Officials have not decided on precisely how they might use the statute to help coal and nuclear plants — if they even chose to do so. Because the law gives the government such wide discretion, assistance could come in the form of loans and loan guarantees or purchase commitments with the potential for direct payments to facilities. The aid also could be directed toward a single region or specific plants.

CONGRESS WOULD have little say in the matter. The administration has to notify lawmakers when the authority is invoked but doesn’t need their approval.

The issue is a priority for some of the president’s top supporters, including coal moguls Robert E. Murray and Joseph Craft of Alliance Resource Partners, who donated a million dollars to the president’s inauguration. And Trump personally directed Energy Secretary Rick Perry to find a solution, according to people present for the conversation.

Manchin said he has spoken with Trump and Perry about ways to help the coal industry, without specifically discussing this technique. “They’ve been receptive” about finding a pathway forward, Manchin said. “All of us to totally agree that national security is of the utmost importance.”

Supporters of the effort argue coal and nuclear plants are essential to delivering reliable, always-on power capable of snapping back after intense storms and emergencies.

The push is driven by concerns that electric grid reliability and resiliency are eroding, with the problem worsening since FERC rejected Perry’s first proposal. Power generators are expected to retire — or announce the retirements of — 16,200 megawatts of coal-fired and 550 megawatts of nuclear plant capacity this year, according to Bloomberg New Energy Finance.

Administration officials are trying to find an equilibrium that balances power reliability with potential cost, two people familiar with the deliberations said.

Backers of coal and nuclear power’s chief competitors — renewable energy and natural gas — are warning the administration against meddling in the market. “Recent efforts by owners of coal-fired and nuclear generators for special treatment within electric markets would lead to bad policy and negative implications for gas-fired generators,” the Independent Petroleum Association of America told Trump’s top economic adviser, Larry Kudlow, in a Wednesday letter.

Opponents within and outside of the administration argue it would be just as legally treacherous and politically fraught as the grid emergency declaration FirstEnergy Solutions is seeking.

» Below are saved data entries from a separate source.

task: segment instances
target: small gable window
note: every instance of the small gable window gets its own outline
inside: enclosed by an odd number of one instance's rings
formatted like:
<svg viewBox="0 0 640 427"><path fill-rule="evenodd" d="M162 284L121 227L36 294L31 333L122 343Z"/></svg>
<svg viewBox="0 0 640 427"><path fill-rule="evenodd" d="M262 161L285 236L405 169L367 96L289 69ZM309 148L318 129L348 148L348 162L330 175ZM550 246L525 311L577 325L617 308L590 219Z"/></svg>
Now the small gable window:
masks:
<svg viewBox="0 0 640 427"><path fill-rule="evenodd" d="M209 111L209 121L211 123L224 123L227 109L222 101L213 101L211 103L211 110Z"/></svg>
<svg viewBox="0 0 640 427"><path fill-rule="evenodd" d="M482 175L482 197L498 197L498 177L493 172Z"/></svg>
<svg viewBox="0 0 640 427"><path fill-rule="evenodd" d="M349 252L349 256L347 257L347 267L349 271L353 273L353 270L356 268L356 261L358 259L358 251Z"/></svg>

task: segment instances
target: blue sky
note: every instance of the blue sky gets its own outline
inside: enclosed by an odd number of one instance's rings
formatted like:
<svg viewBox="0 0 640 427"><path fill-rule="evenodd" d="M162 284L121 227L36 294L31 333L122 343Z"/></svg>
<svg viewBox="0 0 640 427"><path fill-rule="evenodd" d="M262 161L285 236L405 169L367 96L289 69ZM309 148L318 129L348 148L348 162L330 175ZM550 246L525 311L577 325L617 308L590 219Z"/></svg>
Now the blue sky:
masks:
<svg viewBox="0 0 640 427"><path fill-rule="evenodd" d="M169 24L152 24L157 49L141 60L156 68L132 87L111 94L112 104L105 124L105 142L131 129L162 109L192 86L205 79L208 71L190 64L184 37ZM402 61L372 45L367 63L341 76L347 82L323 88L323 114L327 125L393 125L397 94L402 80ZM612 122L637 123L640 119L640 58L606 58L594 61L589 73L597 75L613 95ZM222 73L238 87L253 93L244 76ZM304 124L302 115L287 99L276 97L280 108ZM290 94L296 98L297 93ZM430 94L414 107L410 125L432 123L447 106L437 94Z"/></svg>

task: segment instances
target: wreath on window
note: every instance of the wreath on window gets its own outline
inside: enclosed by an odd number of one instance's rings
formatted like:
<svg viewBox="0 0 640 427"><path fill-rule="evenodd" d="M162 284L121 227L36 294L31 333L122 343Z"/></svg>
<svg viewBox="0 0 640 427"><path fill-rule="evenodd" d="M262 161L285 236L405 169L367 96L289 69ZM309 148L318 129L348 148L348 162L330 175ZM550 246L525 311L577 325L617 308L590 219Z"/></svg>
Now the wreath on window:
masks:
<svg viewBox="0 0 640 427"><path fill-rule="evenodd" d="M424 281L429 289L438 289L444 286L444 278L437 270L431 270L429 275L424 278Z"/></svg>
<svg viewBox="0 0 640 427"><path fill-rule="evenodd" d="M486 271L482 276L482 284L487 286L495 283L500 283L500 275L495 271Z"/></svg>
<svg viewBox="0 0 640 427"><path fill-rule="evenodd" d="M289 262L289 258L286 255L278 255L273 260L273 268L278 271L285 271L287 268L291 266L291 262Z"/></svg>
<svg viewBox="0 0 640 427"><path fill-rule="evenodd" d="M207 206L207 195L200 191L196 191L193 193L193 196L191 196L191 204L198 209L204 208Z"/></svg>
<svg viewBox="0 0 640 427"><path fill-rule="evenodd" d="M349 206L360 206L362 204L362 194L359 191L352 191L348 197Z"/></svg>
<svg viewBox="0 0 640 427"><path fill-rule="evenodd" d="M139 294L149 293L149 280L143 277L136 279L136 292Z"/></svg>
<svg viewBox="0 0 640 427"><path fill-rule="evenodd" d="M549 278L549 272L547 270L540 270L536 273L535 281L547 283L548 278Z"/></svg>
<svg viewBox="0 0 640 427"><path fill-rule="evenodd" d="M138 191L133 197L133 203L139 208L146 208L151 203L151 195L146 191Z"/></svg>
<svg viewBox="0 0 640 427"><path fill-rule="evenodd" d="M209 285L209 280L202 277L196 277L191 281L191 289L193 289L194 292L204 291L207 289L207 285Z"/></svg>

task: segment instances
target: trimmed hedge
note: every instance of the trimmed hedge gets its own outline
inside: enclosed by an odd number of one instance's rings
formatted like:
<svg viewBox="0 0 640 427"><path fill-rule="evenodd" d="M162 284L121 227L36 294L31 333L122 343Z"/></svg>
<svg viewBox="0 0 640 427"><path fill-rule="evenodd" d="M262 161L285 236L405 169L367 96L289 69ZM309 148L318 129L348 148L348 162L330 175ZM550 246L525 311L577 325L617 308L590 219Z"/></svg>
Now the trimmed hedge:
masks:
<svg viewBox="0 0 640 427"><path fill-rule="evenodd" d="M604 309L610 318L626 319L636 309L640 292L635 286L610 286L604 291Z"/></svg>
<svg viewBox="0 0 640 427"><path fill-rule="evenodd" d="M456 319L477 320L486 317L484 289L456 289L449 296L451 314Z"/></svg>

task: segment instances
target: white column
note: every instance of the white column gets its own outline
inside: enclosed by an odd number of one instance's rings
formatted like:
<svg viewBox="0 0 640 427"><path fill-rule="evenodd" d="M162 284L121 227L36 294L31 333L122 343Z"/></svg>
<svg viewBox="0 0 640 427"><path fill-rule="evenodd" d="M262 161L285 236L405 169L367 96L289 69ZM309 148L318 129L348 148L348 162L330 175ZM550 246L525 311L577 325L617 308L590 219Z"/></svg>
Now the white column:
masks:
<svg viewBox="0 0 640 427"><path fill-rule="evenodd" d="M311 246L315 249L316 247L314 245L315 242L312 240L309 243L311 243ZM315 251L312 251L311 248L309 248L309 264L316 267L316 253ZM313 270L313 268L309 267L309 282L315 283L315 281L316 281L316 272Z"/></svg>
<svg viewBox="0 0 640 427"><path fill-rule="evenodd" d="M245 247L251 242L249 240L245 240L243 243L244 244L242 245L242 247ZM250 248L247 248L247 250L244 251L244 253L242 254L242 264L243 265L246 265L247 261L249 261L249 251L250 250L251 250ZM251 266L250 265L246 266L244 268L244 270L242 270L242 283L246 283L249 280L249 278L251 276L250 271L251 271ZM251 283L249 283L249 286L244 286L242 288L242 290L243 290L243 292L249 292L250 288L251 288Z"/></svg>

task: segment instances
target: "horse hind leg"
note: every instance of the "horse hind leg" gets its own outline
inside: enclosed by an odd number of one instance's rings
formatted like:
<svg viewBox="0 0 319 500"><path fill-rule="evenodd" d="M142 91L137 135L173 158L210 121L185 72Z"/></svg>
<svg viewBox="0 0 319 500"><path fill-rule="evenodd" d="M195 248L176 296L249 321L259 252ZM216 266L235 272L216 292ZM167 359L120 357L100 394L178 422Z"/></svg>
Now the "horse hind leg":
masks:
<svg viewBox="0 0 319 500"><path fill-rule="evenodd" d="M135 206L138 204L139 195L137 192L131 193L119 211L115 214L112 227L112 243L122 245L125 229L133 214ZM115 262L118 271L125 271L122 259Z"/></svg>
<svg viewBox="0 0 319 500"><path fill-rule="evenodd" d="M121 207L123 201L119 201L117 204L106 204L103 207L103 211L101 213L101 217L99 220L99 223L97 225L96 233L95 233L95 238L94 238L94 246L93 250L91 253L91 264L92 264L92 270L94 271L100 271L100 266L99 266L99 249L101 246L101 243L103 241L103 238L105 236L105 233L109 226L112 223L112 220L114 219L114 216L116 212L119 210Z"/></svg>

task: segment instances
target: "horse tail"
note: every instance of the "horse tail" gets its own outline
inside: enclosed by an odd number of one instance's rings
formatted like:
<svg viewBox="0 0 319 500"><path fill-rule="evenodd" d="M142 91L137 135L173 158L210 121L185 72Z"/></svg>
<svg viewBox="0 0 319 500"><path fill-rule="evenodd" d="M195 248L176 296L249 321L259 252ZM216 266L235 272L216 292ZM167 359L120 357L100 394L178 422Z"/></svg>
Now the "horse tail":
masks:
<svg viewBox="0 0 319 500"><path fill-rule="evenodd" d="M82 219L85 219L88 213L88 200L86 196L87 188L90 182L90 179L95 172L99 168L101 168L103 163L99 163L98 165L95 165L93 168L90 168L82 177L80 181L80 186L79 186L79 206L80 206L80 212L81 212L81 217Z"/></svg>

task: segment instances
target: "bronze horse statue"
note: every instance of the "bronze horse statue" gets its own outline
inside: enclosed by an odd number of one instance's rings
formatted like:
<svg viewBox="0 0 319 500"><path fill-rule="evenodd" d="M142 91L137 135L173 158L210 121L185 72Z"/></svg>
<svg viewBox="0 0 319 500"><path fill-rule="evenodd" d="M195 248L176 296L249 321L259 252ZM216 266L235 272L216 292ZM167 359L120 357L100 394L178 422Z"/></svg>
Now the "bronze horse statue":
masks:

The Defense Production Act “is written so broadly you could swoop in and save a facility, you could swoop in and save a company, you could swoop in and save a sector. It’s the ultimate in flexibility,” said Mike McKenna, a Republican energy strategist. “That act gives the president an enormous amount of authority, but it’s specifically premised on the idea that this stuff is essential to national security — that we’re going to war. The problem in this instance is that some might think that an approach relying on the act trivializes national security.”